Hundreds of people packed the streets of West Village on a fine summer evening and police marksmen stood on rooftops as the President arrived at the residence, a smart, multi-story brick row house, of movie mogul Harvey Weinstein.
Guests, including Gwyneth Paltrow, her husband Chris Martin, Jimmy Fallon, Vera Wang, co-host Anna Wintour, Alicia Keys and New York Governor Andrew Cuomo awaited, sitting round five round tables each holding 10 people in a hot basement room.
The president walked down the stairs into the very intimate setting with a characteristic “Hello, Hello, Hello,” and guests stood to applaud him.
Weinstein said he had been trying to persuade his wife for three years to have a housewarming party and it had taken president to make it happen.
He said that that last year in Martha’s Vineyard the president had asked him if he had any movies and he had given him a rough cut of the “King’s Speech.”
Obama quipped :”It was pretty good.”
Weinstein said this year he would send Obama Meryl Streep playing Margaret Thatcher in the “Iron Lady” to watch on his vacation.
Highlights of POTUS remarks, transcript to come.
The president spoke at the bottom of the stairs, without notes, or a microphone in the small room.
“This is a pretty good looking crowd,” Obama said.
The President talked about how he had been in Michigan earlier, and how he had “jump started” an entire industry in electric batteries for hybrid cars.
“What was remarkable was to see outside of Washington, the enthusiasm, the energy, the hopefulness, the decency, of the American people.
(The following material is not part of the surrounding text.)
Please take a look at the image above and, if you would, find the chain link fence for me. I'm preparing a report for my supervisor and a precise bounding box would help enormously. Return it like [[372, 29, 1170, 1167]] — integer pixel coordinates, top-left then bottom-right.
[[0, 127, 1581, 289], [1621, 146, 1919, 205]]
What I said to them is you deserve better than you have been getting out of Washington over the last two and a half months, for that matter for the last two and a half years,” the president said.
“People understand that this country is going through a fundamental change ..”
He talked about how the challenge of globalization and the global economy was making people realize that they needed to change the way they work, live and play.
“They look at what is happening in Washington and think these folks are from outer space. They don’t seem to understand how critical it is for us to work together.”
“Here is the good news, as frustrating as the past couple of months have been. Washington reached a low water point. The public suddenly realized . we are going to have to get engaged.”
“If that energy is harnessed and tapped I am absolutely convinced this country is going to be on the upswing in the next couple of years.”
He said America could create jobs, educate its kids, free itself from dependence on foreign oil without radical steps. He said great strides had been made with healthcare reform but said there was a lot more work to do.
“I don’t know if you noticed when the stock market went down. What did everybody buy after the downgrade ? US Treasuries.”
“Everybody understands that the United States still has the greatest economic potential,”
“The market voted with its feet.”
“When I ran in 2008,I think that a lot of folks thought you elect Obama and suddenly you can fix politics in Washington.”
“We are a big diverse country. Not everybody agrees with me, not everybody agrees with folks who live in Manhattan.”
“Democracy is messy and is tough and our system is broken. That makes this election more important than 2008.
He riffed on people being deflated, and not being sure if they wanted change “they have still got the Obama poster, it is all frayed. Obama is gray haired, he doesn’t seem as cool.”
“In some ways that is a healthy thing. Because in 2012. we realize it is about us.. It is not about my election. One person.”
The president also mentioned that on August 28 he will open the Martin Luther King memorial in Washington DC and said he had flown over it already and it looked “spectacular.”
“Now that King has his own memorial on the Mall, I think that we forget when he was alive there was nobody who was more vilified, nobody who was more controversial, nobody who was more despairing at times, there was a decade following the great successes of Birmingham and Selma which was just struggle.”
“What he understood, what kept him going was that the arc of the moral universe is long but it bends towards justice. But it doesn’t bend on its own. it takes time, and it is hard work and it has its frustrations.”